WESTBROOK — The owner of Dead Eye Rosie’s said he is still working towards adding sports betting kiosks at the Boston Post Road restaurant, but said the hurdles to obtaining a state license have him questioning whether it’s worth the effort.
Dead Eye Rosie’s owner Walter Bartkiewcz told CT Examiner that he withdrew his application to install 12 sports betting terminals from the Westbrook Zoning Commission because he was told by state officials that he didn’t need zoning approval — though a local zoning official said he hasn’t been told the project is exempt from zoning.

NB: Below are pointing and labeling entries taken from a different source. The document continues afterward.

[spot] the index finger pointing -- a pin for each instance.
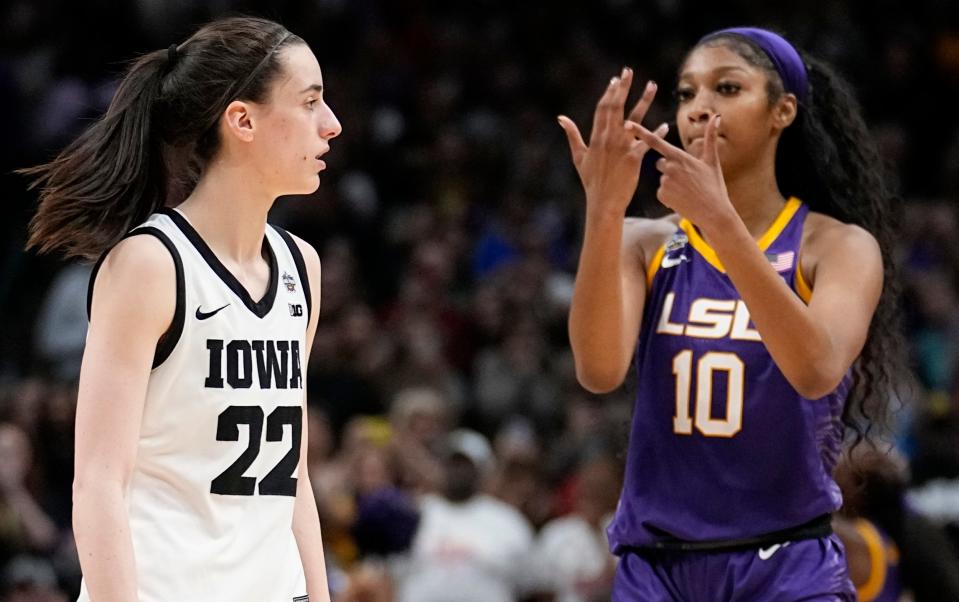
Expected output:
(655, 142)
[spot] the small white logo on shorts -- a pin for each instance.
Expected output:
(767, 553)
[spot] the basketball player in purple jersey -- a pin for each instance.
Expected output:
(755, 307)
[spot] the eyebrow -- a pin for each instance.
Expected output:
(718, 70)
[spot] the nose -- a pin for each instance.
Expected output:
(330, 126)
(701, 109)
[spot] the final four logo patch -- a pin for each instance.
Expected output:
(674, 253)
(290, 282)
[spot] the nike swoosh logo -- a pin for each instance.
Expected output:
(669, 262)
(202, 315)
(767, 553)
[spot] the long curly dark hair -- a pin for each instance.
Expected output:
(828, 159)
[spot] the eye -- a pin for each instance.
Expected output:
(683, 94)
(728, 88)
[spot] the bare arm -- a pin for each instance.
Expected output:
(306, 519)
(133, 304)
(812, 345)
(610, 283)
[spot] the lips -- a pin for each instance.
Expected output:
(321, 161)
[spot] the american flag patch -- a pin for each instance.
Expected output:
(781, 261)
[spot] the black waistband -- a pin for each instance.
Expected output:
(821, 526)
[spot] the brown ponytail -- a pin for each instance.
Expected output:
(158, 134)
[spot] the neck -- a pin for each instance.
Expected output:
(756, 197)
(229, 211)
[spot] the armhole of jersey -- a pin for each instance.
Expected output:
(653, 266)
(802, 285)
(168, 339)
(300, 268)
(877, 561)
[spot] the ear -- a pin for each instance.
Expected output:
(238, 120)
(784, 112)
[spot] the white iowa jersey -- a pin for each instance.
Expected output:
(212, 493)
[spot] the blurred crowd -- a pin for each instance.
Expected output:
(453, 454)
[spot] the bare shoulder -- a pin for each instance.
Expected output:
(310, 256)
(136, 286)
(643, 236)
(824, 235)
(140, 263)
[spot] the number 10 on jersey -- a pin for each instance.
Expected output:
(710, 362)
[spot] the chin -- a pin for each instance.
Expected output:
(309, 186)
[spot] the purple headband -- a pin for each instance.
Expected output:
(784, 56)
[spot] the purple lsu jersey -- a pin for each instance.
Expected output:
(721, 445)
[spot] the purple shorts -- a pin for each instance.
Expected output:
(810, 569)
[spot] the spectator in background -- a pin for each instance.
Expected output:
(572, 552)
(469, 544)
(890, 547)
(420, 420)
(62, 325)
(24, 525)
(29, 579)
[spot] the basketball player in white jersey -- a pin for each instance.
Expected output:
(191, 479)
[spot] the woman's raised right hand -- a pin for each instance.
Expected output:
(609, 166)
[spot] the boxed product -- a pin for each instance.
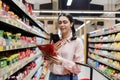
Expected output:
(3, 62)
(48, 48)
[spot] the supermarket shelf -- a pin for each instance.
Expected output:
(105, 48)
(103, 41)
(16, 28)
(32, 72)
(39, 74)
(14, 5)
(107, 56)
(105, 63)
(101, 72)
(103, 34)
(9, 70)
(8, 48)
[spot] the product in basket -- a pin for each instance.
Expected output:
(48, 48)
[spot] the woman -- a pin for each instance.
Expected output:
(69, 50)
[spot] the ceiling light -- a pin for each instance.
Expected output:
(69, 2)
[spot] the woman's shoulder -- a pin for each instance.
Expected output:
(78, 40)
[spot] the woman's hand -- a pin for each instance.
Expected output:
(57, 59)
(58, 44)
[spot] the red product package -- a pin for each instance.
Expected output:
(49, 48)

Bartkiewcz said that, for now, he is still seeking a license from Connecticut to operate the machines – but he said the state process is caught up in a dispute over how far his restaurant is from the reservation of the Mohegan Tribe.
His proposal drew a crowd of residents to a Zoning Commission hearing in March to oppose sports betting in Westbrook. That hearing came just a few months after the commission approved a marijuana retail business in the face of vocal opposition from residents.
The commission continued the public hearing to its meeting on April 24, when it was supposed to hear the results of a legal review over whether the betting kiosks fit the definition of an “arcade game” in Westbrook’s zoning regulations.
But Bartkiewcz withdrew the application, telling CT Examiner that state officials said he didn’t need local zoning approval.
Steve Hnatuk, Westbrook’s zoning enforcement officer, told CT Examiner that he’s not aware of sports betting being exempt from local zoning. He said he told Bartkiewcz that he will need to provide evidence that he is exempt from zoning if he decides to move forward with the gambling terminals.
Bartkiewcz said he’s not sure if he is going to keep pursuing the sports betting because his application for a state license is being held up by a dispute over how far Dead Eye Rosie’s is from the Mohegan reservation. State law doesn’t allow any sports betting retail licenses for businesses located within 25 miles of another sports betting location, or the reservation of either the Mohegan Tribe or Mashantucket Pequot Tribe.
“I am working through that right now,” Bartkiewcz said. “It could take a month, or it could take two years, I’m being told.”
He said when he initially applied for the state permit, he listed the distance from the Mohegan reservation in the road miles it would take to travel from one to the other, but the law requires the restaurant to be 25 miles away in a straight line. He said he believes the restaurant is still 25.12 miles away, but he is waiting on an answer from the state.
“It’s just been one thing after another because at the state, you never talk to the same person twice,” Bartkiewcz said.
But he said that he’s starting to question whether the machines are worth the effort, since his customers could place the same bets on their phone that they would be able to place on the machines.
“You can sit at the bar with your friends, take out your telephone and place a bet without using the machines inside the premises,” Bartkiewcz said. “So why would you want to get up if you could sit at the bar, use a telephone, it doesn’t cost you anything, and just do it? Why would you walk over to the machine, where I get a percentage of everything that goes through the machine? So I might have jumped the gun on this.”
Bartkiewcz said he isn’t sure at this point whether he is going to go through with his plan, or whether he’ll just forget it and advertise that people can bet at the bar on their phones to draw in more business. But he said he’ll decide soon.